Maya, totally. Responsibility is muddied by questions of agency, especially re. children. But just like I don’t think it’s useful or even practical to prevent, say, a 13 year old from watching R-rated movies not only because they will find a way to consume whatever they want anyway, but also because preventing access is not the best way to produce savvy, critically engaged young adults. I think, rather, it is on the adults (and educational institutions) in a child’s life to foster a critical stance toward that kind of culture. To say, “You’ve read Twilight. What did you think of the Edward/Bella relationship?” etc.

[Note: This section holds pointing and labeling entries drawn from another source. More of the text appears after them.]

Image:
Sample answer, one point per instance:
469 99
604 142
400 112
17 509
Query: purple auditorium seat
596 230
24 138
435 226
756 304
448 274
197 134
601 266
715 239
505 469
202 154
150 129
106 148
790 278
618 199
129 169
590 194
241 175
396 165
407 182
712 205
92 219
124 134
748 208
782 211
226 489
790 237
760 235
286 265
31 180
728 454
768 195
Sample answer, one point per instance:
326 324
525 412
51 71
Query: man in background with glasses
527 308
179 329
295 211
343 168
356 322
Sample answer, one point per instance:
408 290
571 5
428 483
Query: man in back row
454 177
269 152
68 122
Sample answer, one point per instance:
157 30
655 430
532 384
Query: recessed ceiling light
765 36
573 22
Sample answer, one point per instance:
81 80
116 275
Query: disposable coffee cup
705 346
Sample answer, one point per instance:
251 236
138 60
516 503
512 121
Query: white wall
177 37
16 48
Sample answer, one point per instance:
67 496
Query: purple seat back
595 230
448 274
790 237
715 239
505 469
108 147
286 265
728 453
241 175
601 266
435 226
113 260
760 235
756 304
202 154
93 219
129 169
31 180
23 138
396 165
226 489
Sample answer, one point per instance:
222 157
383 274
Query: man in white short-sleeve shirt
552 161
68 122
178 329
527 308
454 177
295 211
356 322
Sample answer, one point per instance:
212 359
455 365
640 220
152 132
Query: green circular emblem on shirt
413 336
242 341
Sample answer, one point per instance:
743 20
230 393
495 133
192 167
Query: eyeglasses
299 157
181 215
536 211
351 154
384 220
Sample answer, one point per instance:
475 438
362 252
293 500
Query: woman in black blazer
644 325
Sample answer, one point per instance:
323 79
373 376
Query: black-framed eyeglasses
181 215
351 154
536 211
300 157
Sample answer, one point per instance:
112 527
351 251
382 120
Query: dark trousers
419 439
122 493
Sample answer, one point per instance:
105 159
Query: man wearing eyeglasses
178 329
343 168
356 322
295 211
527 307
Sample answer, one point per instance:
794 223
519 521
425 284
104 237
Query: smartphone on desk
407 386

At the same time, I don’t want to react too much the other way and say that authors somehow have no responsibility for their representations. I’d love to find a happy medium where we don’t wring our hands and accuse authors of perverting the innocents while also asking them to take responsibility for the very real effects they have in the world through their work. Mostly I want to say that if we want to believe in readerly agency (and I certainly do), we can’t also hold authors accountable for all of the things that happen in the name of their work.